The most powerful version of Windows that you can buy today isn’t Windows XP Professional. It’s Windows XP Media Center Edition 2004, an XP superset introduced by Microsoft at the end of September. Media Center turns the PC into a living room gadget that you control with a wireless remote. It downloads music and saves the television shows that you pick from an onscreen schedule, like TiVO’s well-known digital recorder. It connects to a computer monitor and a TV screen. But like every computer, the Media Center system still runs PC games and does your taxes. The operative word, at the September 30 product introduction, was “convergence.”
This time around, the software giant is talking about challenging broadcasters and cable firms as the gateways to home-entertainment audiences. That’s because the new edition of Media Center integrates entertainment purveyors — like the relaunched Napster music network, and the Internet movie services Movielink and CinemaNow. Movielink is owned by five Hollywood studios, while CinemaNow is run by the film distributor Lions Gate Entertainment. “The media companies really didn’t have any way to do new audiovideo programming other than, perhaps, create a new cable TV channel,” said Microsoft’s platforms boss Jim Allchin, at the product launch. “As the first truly open entertainment platform, Media Center changes everything. Whether you’re a small independent label or a large conglomerate, you now have a direct path into the home that you didn’t have before.”
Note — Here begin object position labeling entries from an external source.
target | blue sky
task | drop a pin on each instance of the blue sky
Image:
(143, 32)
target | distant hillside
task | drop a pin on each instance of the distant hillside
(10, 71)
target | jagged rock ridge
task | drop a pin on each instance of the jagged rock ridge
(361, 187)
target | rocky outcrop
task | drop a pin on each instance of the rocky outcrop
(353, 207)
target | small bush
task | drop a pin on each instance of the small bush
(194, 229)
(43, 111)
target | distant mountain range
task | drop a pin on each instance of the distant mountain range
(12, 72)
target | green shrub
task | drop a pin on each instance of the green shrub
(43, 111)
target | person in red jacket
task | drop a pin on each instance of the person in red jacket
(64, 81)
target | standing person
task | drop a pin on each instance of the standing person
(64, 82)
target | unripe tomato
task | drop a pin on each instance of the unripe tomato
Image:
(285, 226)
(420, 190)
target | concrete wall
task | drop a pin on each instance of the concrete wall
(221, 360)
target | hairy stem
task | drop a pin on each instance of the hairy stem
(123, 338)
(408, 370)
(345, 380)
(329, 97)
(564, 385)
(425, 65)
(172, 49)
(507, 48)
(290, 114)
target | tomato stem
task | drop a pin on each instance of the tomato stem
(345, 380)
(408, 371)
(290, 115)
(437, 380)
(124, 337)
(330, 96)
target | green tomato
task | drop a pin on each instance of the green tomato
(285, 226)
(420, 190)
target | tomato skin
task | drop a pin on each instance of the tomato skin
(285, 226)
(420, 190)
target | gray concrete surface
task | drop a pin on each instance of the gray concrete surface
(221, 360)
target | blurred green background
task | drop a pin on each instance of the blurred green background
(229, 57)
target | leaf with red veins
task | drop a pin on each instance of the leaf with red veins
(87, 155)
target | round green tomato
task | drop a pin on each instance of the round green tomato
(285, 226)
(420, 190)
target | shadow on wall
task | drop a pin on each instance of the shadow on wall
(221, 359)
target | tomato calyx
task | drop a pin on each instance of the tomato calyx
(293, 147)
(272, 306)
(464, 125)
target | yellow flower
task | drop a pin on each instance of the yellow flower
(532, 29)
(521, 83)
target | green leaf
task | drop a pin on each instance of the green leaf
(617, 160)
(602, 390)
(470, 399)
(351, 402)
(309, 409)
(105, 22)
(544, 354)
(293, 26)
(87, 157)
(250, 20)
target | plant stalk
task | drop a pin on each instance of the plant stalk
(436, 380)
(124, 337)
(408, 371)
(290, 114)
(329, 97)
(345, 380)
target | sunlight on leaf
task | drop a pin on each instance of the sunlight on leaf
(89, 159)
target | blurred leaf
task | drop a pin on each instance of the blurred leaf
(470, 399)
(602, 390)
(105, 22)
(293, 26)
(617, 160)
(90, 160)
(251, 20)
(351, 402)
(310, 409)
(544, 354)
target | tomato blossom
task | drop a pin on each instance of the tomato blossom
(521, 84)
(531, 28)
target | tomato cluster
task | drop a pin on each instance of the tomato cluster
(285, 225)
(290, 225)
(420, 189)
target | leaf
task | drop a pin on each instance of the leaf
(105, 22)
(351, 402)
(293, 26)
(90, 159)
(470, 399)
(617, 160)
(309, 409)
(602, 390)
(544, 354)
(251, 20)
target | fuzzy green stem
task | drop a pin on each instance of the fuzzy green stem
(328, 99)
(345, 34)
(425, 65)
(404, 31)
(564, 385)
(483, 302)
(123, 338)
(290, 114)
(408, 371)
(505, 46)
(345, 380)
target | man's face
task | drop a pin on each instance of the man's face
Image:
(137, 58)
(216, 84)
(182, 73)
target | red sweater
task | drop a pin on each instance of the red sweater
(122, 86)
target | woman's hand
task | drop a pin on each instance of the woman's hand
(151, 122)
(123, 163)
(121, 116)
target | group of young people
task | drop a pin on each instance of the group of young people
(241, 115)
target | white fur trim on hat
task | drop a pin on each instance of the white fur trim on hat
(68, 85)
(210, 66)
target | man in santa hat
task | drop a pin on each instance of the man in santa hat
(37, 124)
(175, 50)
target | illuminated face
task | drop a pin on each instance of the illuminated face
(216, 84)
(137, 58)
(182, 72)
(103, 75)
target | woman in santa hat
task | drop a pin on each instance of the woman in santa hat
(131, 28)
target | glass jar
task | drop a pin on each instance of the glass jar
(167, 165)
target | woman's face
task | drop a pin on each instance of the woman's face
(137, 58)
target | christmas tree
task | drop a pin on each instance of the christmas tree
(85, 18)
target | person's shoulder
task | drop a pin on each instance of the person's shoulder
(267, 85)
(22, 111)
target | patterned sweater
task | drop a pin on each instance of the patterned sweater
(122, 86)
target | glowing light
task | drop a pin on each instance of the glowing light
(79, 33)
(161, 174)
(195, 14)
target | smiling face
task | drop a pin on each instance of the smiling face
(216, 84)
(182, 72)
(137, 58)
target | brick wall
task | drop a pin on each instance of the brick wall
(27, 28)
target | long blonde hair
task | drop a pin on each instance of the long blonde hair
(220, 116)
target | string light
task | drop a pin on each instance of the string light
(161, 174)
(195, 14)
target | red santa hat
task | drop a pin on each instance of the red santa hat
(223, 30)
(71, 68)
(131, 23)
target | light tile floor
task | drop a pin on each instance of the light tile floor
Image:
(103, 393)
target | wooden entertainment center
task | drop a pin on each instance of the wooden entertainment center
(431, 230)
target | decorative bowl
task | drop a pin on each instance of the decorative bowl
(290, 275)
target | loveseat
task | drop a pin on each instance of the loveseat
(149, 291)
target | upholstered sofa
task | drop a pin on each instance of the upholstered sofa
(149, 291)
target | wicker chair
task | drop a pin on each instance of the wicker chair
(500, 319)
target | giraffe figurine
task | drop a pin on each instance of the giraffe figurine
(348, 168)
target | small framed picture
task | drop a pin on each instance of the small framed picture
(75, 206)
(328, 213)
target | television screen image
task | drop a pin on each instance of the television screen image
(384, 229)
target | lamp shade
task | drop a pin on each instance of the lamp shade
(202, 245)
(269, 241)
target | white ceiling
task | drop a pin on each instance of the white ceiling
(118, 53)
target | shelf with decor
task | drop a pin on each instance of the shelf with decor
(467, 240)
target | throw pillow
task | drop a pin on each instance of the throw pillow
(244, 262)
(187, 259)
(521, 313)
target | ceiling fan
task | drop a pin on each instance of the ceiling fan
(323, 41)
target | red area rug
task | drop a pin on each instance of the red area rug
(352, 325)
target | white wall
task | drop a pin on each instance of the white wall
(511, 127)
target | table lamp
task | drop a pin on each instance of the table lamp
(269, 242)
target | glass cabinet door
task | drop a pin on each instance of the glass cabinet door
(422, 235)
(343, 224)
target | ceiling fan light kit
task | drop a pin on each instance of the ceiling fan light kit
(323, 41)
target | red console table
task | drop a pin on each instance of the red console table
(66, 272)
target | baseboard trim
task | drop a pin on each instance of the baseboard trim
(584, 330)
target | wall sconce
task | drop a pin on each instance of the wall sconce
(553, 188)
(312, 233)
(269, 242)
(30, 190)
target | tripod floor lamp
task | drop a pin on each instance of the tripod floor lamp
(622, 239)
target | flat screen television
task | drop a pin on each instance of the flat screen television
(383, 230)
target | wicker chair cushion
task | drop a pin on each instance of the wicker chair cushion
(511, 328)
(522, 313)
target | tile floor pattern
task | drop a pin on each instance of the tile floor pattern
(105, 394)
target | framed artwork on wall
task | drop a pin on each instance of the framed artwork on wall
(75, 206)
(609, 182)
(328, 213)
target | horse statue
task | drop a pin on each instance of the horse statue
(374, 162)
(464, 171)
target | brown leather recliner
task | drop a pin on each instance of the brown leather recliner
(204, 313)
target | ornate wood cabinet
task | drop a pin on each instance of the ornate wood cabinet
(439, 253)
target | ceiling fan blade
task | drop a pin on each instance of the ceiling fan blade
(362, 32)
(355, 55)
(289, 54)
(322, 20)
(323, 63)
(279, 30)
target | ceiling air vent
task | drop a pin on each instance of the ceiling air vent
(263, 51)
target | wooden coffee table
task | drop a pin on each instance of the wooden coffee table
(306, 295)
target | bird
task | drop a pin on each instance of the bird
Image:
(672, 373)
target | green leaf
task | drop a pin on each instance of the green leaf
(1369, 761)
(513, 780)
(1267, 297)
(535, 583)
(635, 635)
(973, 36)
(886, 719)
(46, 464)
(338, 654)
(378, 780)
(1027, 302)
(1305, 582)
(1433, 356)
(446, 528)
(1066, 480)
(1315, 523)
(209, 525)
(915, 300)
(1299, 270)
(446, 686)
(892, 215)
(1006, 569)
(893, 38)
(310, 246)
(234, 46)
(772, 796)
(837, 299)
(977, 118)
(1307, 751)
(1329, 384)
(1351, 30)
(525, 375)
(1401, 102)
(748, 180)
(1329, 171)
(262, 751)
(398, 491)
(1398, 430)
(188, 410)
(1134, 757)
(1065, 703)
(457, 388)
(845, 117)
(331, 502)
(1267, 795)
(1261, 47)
Leaning back with a remote control, Media Center users can burn music onto discs or watch over 1,000 movies on demand without subscribing to Time Warner’s HBO and without enduring any commercials. Advertising-sponsored television and radio now has another cause for worry, in addition to commercial-zapping recorders like TiVo and the new digital recorder-equipped cable settop boxes. Allchin said that 100 entertainment firms were cooking up Media Center service offerings.
This year, a new crop of these goodtime PCs will appear with prices in the $700 range — thanks to the trickle down of mighty processing power into low-end chips from the likes of Intel, Advanced Micro Devices and ATI Technologies.
The living room PC comes at a time when homes increasingly have wireless Wi-Fi links to connect gadgets to each other, and to the Internet. This could be big.